We’re getting freezing rain tomorrow. Power outages and downed trees for sure.
When the wind’s howling and the lightning is flashing and the thunder is blasting, open the window as much as you dare, get nude, and hop into bed with someone you love. It’s great.
Hail, hail, the gang’s all here
Hail often accompanies tornadoes.
I guess Arlo won’t be disparaging her online apps ever again.
We were in a hail storm once. We could find no shelter, so we sat in our car while the hail made it look like a golf ball. Just cosmetic, but it still needed to be fixed.
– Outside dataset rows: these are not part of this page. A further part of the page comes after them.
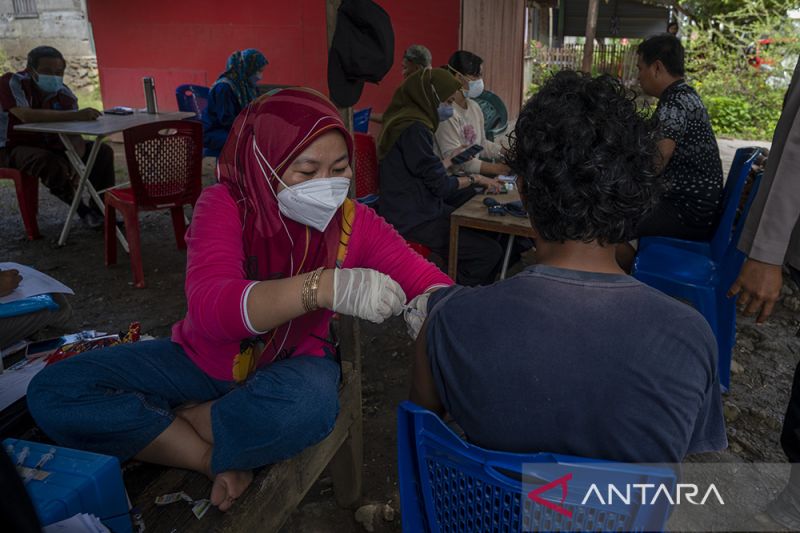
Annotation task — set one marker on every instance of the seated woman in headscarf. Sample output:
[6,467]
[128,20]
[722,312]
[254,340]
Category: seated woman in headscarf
[250,375]
[417,194]
[233,90]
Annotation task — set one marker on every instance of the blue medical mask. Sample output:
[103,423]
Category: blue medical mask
[49,83]
[445,111]
[475,88]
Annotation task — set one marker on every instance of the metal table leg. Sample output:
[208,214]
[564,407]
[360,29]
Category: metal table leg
[507,256]
[84,170]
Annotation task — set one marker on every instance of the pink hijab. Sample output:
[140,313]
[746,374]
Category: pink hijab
[282,124]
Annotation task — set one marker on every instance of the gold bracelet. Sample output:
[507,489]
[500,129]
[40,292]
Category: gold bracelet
[304,294]
[310,289]
[315,286]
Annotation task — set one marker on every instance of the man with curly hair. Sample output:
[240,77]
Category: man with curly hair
[579,358]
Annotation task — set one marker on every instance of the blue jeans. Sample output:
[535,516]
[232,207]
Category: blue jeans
[116,401]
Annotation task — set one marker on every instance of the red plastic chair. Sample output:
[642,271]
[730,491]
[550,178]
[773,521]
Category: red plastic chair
[27,197]
[164,165]
[366,159]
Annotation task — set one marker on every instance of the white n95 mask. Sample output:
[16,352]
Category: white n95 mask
[314,202]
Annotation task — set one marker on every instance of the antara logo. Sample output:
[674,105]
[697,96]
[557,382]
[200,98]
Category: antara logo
[647,493]
[560,482]
[683,492]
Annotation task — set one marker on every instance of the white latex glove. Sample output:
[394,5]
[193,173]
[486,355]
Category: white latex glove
[367,294]
[415,313]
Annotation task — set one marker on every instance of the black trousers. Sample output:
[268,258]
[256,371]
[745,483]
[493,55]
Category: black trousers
[480,254]
[55,171]
[790,434]
[664,222]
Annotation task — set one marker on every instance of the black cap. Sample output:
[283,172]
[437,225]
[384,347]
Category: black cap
[362,50]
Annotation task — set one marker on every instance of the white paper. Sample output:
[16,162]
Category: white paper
[80,523]
[14,381]
[33,283]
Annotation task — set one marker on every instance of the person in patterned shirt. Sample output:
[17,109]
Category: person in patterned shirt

My first job after university was in the underwriting department of an insurance company. We had a hail damage claim submitted by a church. This damage fell under the classification “an act of God”. At the time, I thought, of all the buildings God could have gone after, this was an odd choice.
Not sure what Janis was enjoying?
Someone was asking a day or so ago where Arlo and Janis live; I would say this puts them in the South from Arkansas to the coast.. I’m still guessing the Carolinas
Enjoy hail? Even the teensiest bit? HECK NO! You must have never observed what it can do to your roof.
I put the do not disturb function on my iPhone to avoid getting blasted out if bed. But I don’t live in a place where we get tornadoes and golf sized hail. Thunder and high winds, yes, but we usually get plenty of warning it’s coming.
Most sins are enjoyable for a time.
Possibly ALL sins. I haven’t checked every last one.
Janis “warned” Arlo about the possibility of severe weather, but what was Arlo SUPPOSED to do about it?
Specific warnings about tornados, flash floods and the like call for specific responses, but she received a “severe weather” warning – what is the logical response to THAT once you’re in bed? How did she Want Arlo to respond – and, more to the point – what could Arlo have done that SHE couldn’t have done just as ably?
Hail, even very sizable hail, seldom breaks window glass – the trajectory is wrong – gardens and roofs are damaged or destroyed – automobiles and house sidings are damaged – but you can’t DO anything about it while it’s happening, so again I ask, what did Janis expect Arlo to DO?
“god let it happen.” So god let all those people die and lose their homes. Nice …
Many years ago (80s, IIRC) in Arlington, TX, we had a very bad hailstorm. The city had just received a whole fleet of brand new police cars, and they were sitting in the big lot, not yet handed out to officers. Dents all over, making the cars look like golf balls, and broken windows.
My wife enjoys thunderstorms. Opens the windows so we can hear them better.